BIM Coordinator Program (INT) April 22, 2024
Find the next step in your career as a Graphisoft Certified BIM Coordinator!
Wishes
Post your wishes about Graphisoft products: Archicad, BIMx, BIMcloud, and DDScad.

Set reference line in composite wall

Anonymous
Not applicable
Would it not be good to be able to choose where the contour line occurs when placing a composite?

For example, we have been working on a project which is a timber frame construction, where the external finishes change between 140mm blockwork, 100mm blockwork and timber rainscreen cladding and the internal finishes change to meet the timber frame designers specification. Thus the important line that will not move between storeys and which we set out to is the external face of studwork.

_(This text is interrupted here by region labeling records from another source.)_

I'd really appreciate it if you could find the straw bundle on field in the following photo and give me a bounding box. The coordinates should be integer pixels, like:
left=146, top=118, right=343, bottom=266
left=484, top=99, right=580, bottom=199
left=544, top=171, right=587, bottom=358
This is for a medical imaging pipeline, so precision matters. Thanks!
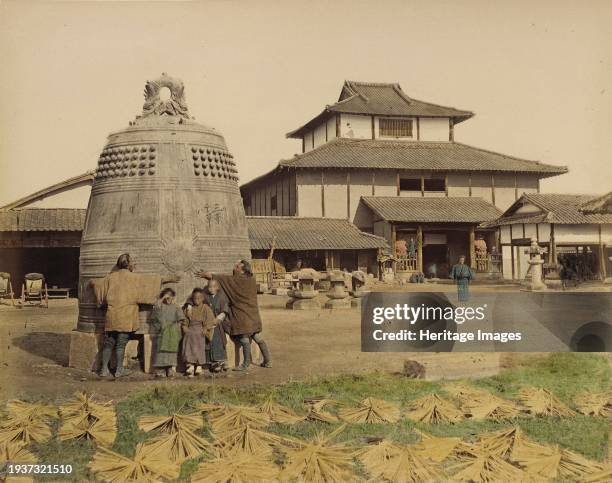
left=339, top=397, right=400, bottom=424
left=576, top=391, right=612, bottom=418
left=138, top=413, right=204, bottom=433
left=208, top=404, right=270, bottom=433
left=517, top=387, right=576, bottom=417
left=58, top=417, right=117, bottom=446
left=407, top=394, right=463, bottom=424
left=258, top=398, right=306, bottom=424
left=143, top=429, right=217, bottom=463
left=514, top=446, right=603, bottom=480
left=476, top=426, right=547, bottom=461
left=89, top=444, right=180, bottom=483
left=304, top=397, right=339, bottom=423
left=215, top=424, right=289, bottom=456
left=449, top=452, right=525, bottom=483
left=191, top=453, right=279, bottom=483
left=367, top=446, right=444, bottom=483
left=279, top=426, right=354, bottom=483
left=355, top=438, right=401, bottom=473
left=0, top=401, right=55, bottom=444
left=58, top=391, right=115, bottom=419
left=412, top=429, right=462, bottom=463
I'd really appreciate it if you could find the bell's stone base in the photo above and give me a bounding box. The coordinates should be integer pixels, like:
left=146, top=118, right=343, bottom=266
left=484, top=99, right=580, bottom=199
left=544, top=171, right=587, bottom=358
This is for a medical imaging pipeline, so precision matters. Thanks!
left=68, top=330, right=157, bottom=373
left=68, top=330, right=104, bottom=372
left=325, top=298, right=351, bottom=310
left=285, top=299, right=321, bottom=310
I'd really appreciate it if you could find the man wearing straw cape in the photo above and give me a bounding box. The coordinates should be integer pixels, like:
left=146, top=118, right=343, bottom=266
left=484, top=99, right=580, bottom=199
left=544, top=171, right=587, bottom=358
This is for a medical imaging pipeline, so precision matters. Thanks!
left=90, top=253, right=179, bottom=377
left=196, top=260, right=272, bottom=371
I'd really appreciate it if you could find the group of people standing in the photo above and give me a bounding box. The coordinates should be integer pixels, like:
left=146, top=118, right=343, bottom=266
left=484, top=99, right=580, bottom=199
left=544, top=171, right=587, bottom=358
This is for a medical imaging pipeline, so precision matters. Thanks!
left=93, top=253, right=272, bottom=377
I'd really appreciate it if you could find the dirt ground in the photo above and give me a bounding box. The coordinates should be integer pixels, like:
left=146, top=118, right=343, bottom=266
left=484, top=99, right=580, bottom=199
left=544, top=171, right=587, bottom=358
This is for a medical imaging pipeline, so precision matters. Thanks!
left=0, top=287, right=516, bottom=400
left=0, top=284, right=610, bottom=400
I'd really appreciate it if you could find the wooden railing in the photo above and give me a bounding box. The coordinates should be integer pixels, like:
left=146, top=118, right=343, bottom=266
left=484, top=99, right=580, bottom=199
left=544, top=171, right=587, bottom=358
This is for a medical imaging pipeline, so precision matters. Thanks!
left=476, top=253, right=502, bottom=273
left=397, top=256, right=416, bottom=272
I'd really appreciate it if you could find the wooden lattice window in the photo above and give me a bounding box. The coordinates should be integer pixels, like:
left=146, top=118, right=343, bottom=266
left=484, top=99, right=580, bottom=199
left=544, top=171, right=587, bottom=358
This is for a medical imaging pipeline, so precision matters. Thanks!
left=378, top=119, right=412, bottom=138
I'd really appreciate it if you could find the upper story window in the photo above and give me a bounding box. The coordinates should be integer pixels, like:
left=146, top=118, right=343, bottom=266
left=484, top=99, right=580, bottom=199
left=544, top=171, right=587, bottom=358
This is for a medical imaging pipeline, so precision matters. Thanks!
left=378, top=118, right=412, bottom=138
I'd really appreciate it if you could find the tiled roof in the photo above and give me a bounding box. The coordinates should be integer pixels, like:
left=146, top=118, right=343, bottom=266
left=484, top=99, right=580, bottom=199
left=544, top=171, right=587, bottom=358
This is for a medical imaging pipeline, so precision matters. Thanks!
left=287, top=81, right=474, bottom=137
left=580, top=191, right=612, bottom=214
left=0, top=208, right=86, bottom=231
left=279, top=138, right=567, bottom=177
left=361, top=196, right=501, bottom=223
left=247, top=216, right=388, bottom=250
left=487, top=193, right=612, bottom=226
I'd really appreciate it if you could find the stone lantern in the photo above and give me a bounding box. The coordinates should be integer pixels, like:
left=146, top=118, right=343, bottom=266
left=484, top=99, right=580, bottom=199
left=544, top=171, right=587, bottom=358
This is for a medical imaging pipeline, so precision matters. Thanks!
left=350, top=270, right=370, bottom=307
left=286, top=270, right=321, bottom=310
left=325, top=271, right=351, bottom=309
left=527, top=238, right=546, bottom=291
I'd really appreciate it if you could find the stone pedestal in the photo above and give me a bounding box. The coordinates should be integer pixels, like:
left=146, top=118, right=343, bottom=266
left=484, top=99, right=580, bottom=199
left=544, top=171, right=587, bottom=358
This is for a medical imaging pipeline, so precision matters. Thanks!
left=68, top=330, right=104, bottom=371
left=325, top=298, right=351, bottom=309
left=285, top=298, right=321, bottom=310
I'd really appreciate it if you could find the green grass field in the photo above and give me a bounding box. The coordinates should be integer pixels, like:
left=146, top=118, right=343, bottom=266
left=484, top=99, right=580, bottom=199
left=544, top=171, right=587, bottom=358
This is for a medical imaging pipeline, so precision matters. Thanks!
left=27, top=353, right=610, bottom=481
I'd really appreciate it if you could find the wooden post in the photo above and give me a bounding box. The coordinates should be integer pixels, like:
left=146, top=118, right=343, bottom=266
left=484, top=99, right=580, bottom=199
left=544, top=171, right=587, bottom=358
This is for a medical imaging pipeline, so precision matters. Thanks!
left=321, top=170, right=325, bottom=218
left=597, top=224, right=607, bottom=281
left=470, top=225, right=476, bottom=270
left=387, top=222, right=397, bottom=273
left=396, top=171, right=400, bottom=196
left=346, top=171, right=351, bottom=221
left=417, top=225, right=423, bottom=272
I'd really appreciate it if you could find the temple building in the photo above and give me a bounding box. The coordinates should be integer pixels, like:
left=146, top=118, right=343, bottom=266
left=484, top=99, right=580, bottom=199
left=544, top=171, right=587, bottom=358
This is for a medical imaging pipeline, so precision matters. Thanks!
left=485, top=193, right=612, bottom=280
left=241, top=81, right=567, bottom=277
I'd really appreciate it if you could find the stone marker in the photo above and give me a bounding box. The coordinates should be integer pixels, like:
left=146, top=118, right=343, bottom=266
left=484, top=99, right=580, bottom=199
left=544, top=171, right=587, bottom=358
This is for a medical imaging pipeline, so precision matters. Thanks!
left=325, top=271, right=351, bottom=309
left=69, top=74, right=250, bottom=370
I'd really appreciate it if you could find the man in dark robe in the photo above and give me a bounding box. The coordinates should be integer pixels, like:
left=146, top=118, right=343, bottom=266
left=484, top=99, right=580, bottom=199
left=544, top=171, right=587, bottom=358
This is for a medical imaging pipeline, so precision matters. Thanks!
left=197, top=260, right=272, bottom=371
left=450, top=255, right=474, bottom=302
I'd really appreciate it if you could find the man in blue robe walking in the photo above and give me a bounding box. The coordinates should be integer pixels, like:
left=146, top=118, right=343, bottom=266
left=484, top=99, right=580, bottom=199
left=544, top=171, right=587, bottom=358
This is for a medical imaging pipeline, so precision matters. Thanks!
left=450, top=255, right=474, bottom=302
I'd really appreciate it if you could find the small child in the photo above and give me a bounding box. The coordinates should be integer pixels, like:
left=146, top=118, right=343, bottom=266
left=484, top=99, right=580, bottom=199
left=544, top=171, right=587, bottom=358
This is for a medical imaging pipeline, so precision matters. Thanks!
left=182, top=288, right=215, bottom=377
left=151, top=287, right=185, bottom=377
left=206, top=279, right=229, bottom=372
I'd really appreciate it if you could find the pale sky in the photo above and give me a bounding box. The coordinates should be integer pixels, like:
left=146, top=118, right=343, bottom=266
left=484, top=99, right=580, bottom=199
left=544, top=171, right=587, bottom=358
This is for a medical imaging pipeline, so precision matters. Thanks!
left=0, top=0, right=612, bottom=205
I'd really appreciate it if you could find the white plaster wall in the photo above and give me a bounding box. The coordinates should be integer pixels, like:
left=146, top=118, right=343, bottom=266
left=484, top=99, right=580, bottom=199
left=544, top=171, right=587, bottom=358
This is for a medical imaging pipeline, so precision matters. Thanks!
left=304, top=131, right=312, bottom=153
left=472, top=173, right=492, bottom=203
left=448, top=173, right=470, bottom=197
left=296, top=171, right=323, bottom=217
left=538, top=223, right=550, bottom=243
left=601, top=224, right=612, bottom=245
left=499, top=225, right=512, bottom=243
left=494, top=173, right=516, bottom=211
left=314, top=122, right=327, bottom=148
left=374, top=171, right=397, bottom=196
left=349, top=171, right=372, bottom=220
left=525, top=223, right=537, bottom=239
left=413, top=117, right=449, bottom=142
left=502, top=246, right=512, bottom=280
left=327, top=114, right=339, bottom=141
left=340, top=114, right=372, bottom=139
left=555, top=224, right=599, bottom=245
left=319, top=171, right=347, bottom=218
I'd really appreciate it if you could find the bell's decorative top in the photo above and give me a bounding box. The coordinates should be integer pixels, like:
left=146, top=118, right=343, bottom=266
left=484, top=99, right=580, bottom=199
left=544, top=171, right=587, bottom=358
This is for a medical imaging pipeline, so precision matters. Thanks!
left=142, top=72, right=189, bottom=119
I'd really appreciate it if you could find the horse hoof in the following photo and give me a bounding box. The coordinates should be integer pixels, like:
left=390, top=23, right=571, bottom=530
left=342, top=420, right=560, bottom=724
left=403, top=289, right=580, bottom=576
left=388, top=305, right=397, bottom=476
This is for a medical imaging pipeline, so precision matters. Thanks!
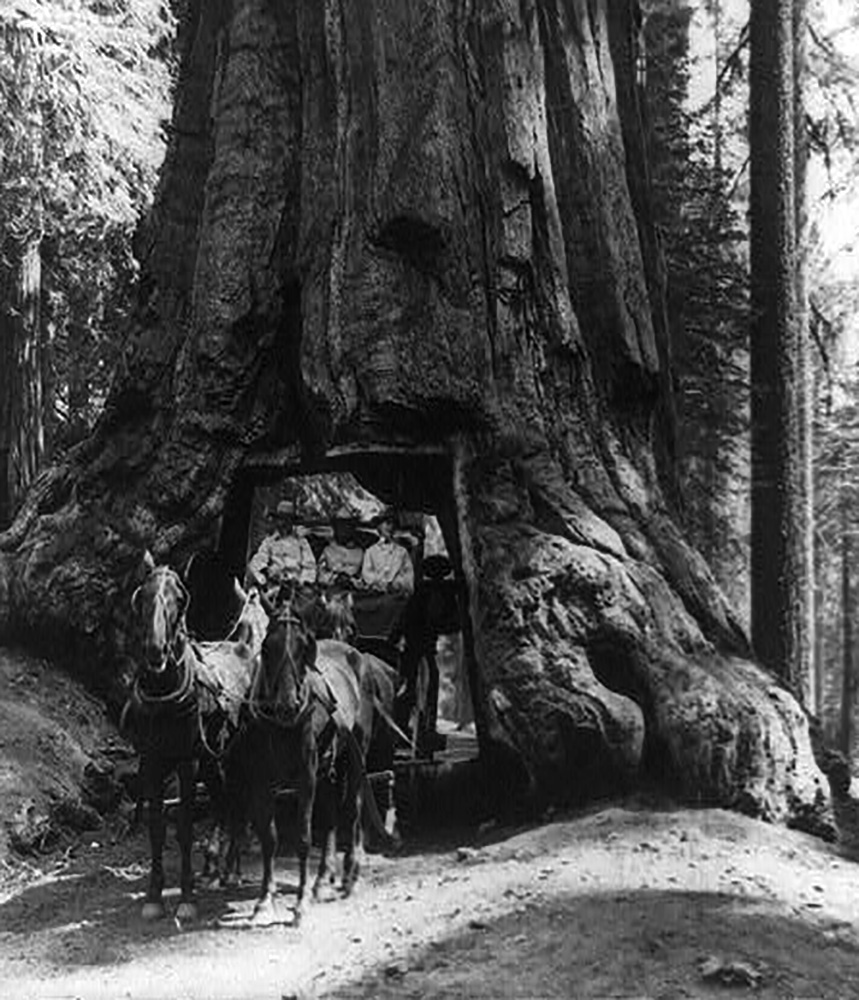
left=176, top=900, right=197, bottom=920
left=141, top=900, right=164, bottom=920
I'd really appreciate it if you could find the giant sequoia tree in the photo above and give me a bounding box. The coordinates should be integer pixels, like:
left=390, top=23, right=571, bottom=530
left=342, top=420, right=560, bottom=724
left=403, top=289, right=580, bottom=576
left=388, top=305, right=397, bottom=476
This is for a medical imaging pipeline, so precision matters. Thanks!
left=0, top=0, right=828, bottom=815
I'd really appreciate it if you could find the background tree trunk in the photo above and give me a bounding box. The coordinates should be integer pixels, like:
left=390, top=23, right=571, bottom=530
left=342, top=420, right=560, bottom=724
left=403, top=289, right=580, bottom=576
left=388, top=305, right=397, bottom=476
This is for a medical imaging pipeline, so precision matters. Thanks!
left=0, top=0, right=819, bottom=816
left=749, top=0, right=809, bottom=697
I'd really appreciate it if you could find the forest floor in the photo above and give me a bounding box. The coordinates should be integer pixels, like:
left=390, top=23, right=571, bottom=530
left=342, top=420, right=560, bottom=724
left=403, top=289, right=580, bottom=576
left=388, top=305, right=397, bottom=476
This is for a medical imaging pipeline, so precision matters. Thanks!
left=0, top=655, right=859, bottom=1000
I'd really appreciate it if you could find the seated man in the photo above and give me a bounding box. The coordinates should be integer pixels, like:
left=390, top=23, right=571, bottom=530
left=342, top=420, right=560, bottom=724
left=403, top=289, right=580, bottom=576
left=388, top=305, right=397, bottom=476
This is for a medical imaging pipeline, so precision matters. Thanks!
left=248, top=508, right=316, bottom=602
left=361, top=517, right=415, bottom=594
left=316, top=521, right=364, bottom=589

So you would have the normal 'construction method' (left, right and center) but a special method for composites where its set in the composite attribute manager. Possibly an easy fix that will stop us using two composites to build up one wall.
5 REPLIES 5
Barry Kelly
Moderator
It might be nice to be able to set it in the composite wall set up.
But are you aware that you can set this value in the wall settings dialogue.
And you can save favourites for your different walls that would set the different values automatically.
Barry.
One of the forum moderators.
Versions 6.5 to 27
Dell XPS- i7-6700 @ 3.4Ghz, 16GB ram, GeForce GTX 960 (2GB), Windows 10
Lenovo Thinkpad - i7-1270P 2.20 GHz, 32GB RAM, Nvidia T550, Windows 11
Anonymous
Not applicable
Thanks Barry I wasn't aware that that function was present.

However, the down side is that if you then change a thickness of one of the skins you will need to update the custom 'reference line off set' of that composite which would be quite tedious and require recalculating where it should be.
You can put this setting to infobox - I am constantly amazed that someone in GS decided to hide this in default setup.

One important thing I find usfull when creating new composite for wall:
try setting the wall "downwards" (not like slabs) so the inner layer is the top one and the external layer is the bottom one - I found such setup easier to manage than the "normal" one.

Best Regards,
Piotr
Anonymous
Not applicable
Piotr wrote:
One important thing I find usfull when creating new composite for wall:
try setting the wall "downwards" (not like slabs) so the inner layer is the top one and the external layer is the bottom one - I found such setup easier to manage than the "normal" one.
Maybe I ask this in wrong section, but could you explain why you think this setup easier to manage than the normal one?
Karl Ottenstein
Moderator
tlodge wrote:
Thanks Barry I wasn't aware that that function was present.

However, the down side is that if you then change a thickness of one of the skins you will need to update the custom 'reference line off set' of that composite which would be quite tedious and require recalculating where it should be.
Old thread, but missed it when posted...so maybe this will help someone...

There is no way to make the reference line dynamically stay assigned to a particular skin with Composites. But, the recalculation of the offset is eased by the Modify Wall group of commands: Design > Modify Wall > Reference Line ...

Use Find & Select to select all of the modified composite walls (I usually do this in 3D to visually confirm that I have gotten all walls on all stories) and then invoke the command. See attached screenshot of the dialog. As long as your desired offset is to one face of the core skins, this will save lots of time and avoid math errors adding the outside skin thinknesses.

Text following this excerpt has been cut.